The death toll was sure to rise as residents, many firing Kalashnikov rifles into the air, raced to and fro to collect charred corpses from among burning vehicles and shops.
Angry residents kicked the head of the suicide bomber, an African, as it lay in the street of the Hay market in the east Baghdad neighbourhood.
Sirens wailed as ambulances raced to and from the scene. Smoke billowed into the air and fires continued to burn. Many shops were totally demolished by the huge explosions.
Police Lieutenant Thair Mahmoud said police were attempting to defuse a second explosives-laden car nearby.
On March 4, General John Abizaid, chief of the US Central Command predicted just such an attack by terrorists trying to spark an all-out civil war in the country.
“I expect we’ll see another attack in the near future on another symbol,” he said. “They’ll find some other place that’s undefended, they’ll strike it and they’ll hope for more sectarian violence,” the general said after a two-day visit to Baghdad.

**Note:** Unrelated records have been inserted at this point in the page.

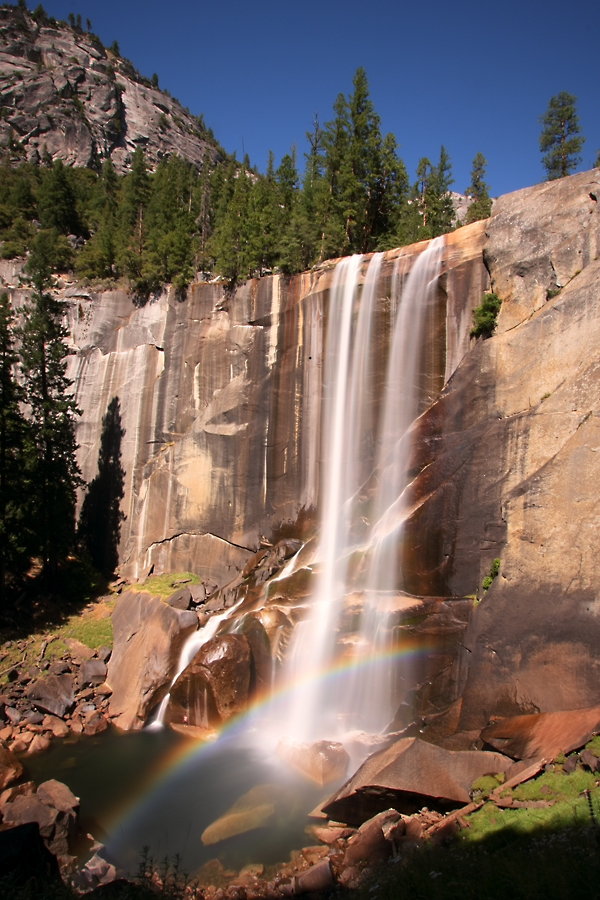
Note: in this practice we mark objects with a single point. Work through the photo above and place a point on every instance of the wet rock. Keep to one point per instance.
(103, 653)
(29, 808)
(318, 878)
(215, 685)
(39, 743)
(180, 599)
(95, 723)
(543, 734)
(13, 715)
(322, 761)
(59, 667)
(369, 846)
(589, 759)
(78, 650)
(148, 639)
(53, 694)
(408, 775)
(254, 809)
(10, 767)
(93, 671)
(56, 794)
(312, 855)
(23, 856)
(57, 726)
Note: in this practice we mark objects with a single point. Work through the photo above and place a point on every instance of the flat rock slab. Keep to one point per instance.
(53, 694)
(408, 775)
(543, 734)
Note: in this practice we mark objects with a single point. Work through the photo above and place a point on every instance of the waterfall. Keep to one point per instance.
(365, 439)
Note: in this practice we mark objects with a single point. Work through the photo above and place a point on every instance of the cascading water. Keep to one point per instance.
(362, 699)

He was speaking after the February 22 bombing of a Shiite shrine in Samarra that set in motion more than a week of sectarian violence in which hundreds were killed in revenge attacks. Dozens of Sunni mosques were damaged or destroyed.

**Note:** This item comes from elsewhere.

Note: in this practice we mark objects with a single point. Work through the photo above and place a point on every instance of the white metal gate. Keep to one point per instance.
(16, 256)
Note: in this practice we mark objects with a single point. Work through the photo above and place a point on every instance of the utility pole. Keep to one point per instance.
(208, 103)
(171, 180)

“The shrine bombing exposed a lot of sectarian fissures that have been apparent for a while, but it was the first time I’ve seen it move in a direction that was unhelpful to the political process,” Abizaid said at the time. “It shows that we need a government of national unity to emerge in Iraq. Too many delays in the formation of a national unity government will negatively affect the security situation.”
US Ambassador Zalmay Khalilzad met for 90 minutes earlier today with leaders of all of Iraq’s many political factions. They emerged to announce the date for the first session of parliament had been moved up by three days to Thursday.

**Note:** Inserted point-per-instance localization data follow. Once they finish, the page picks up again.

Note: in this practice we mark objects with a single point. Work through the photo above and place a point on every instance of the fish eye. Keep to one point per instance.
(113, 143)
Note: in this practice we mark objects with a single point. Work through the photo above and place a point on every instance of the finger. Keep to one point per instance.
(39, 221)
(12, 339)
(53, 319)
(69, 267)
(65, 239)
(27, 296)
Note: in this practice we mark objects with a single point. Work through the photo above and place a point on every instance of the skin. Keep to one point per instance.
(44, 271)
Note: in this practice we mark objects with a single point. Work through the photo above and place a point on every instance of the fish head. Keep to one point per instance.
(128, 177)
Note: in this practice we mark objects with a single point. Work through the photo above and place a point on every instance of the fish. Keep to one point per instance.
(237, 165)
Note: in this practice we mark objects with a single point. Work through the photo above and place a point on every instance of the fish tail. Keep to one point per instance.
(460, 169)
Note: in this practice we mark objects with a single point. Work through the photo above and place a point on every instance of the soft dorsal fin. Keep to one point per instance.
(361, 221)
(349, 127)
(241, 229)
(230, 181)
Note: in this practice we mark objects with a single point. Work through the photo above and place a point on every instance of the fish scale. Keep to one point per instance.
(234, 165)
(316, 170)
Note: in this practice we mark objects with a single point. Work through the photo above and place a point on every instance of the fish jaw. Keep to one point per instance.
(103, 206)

However, there was no sign of progress in overcoming the deep divisions among political leaders over forming the unity government to which Abizaid referred.
Before the deadly blast in Sadr City bomb blasts, rocket and gunfire killed at least 12 people – 10 in Baghdad – and wounded 27 today. The low thud of mortar fire rumbled over the city.
As the Iraqi work week resumed, a roadside bomb exploded in a busy west Baghdad street, killing at least six people and wounding 12, police said. The blast targeted a police patrol in a mostly Sunni area; three officers were among the dead and three were injured, police said. The other victims were civilian bystanders.
Another bomb targeting a police patrol near the Mustansiriyah University in east Baghdad wounded five officers, police said.
Drive-by shooters killed three occupants of a car in west Baghdad, including a member of President Jalal Talabani’s Patriotic Union of Kurdistan party, police said. Another carload of gunmen fired into a crowd of day labourers in another troubled west Baghdad neighbourhood, wounding four of them, police said. And a rocket landed near a house, killing one occupant and injuring two others.
In Mahmoudiya, about 20 miles south of Baghdad, gunmen ambushed and killed a police major as he headed to work, police said.
And in Baquoba, 35 miles north-east of Baghdad, a roadside bomb hit a police convoy, killing one patrolman and wounding four others, police said.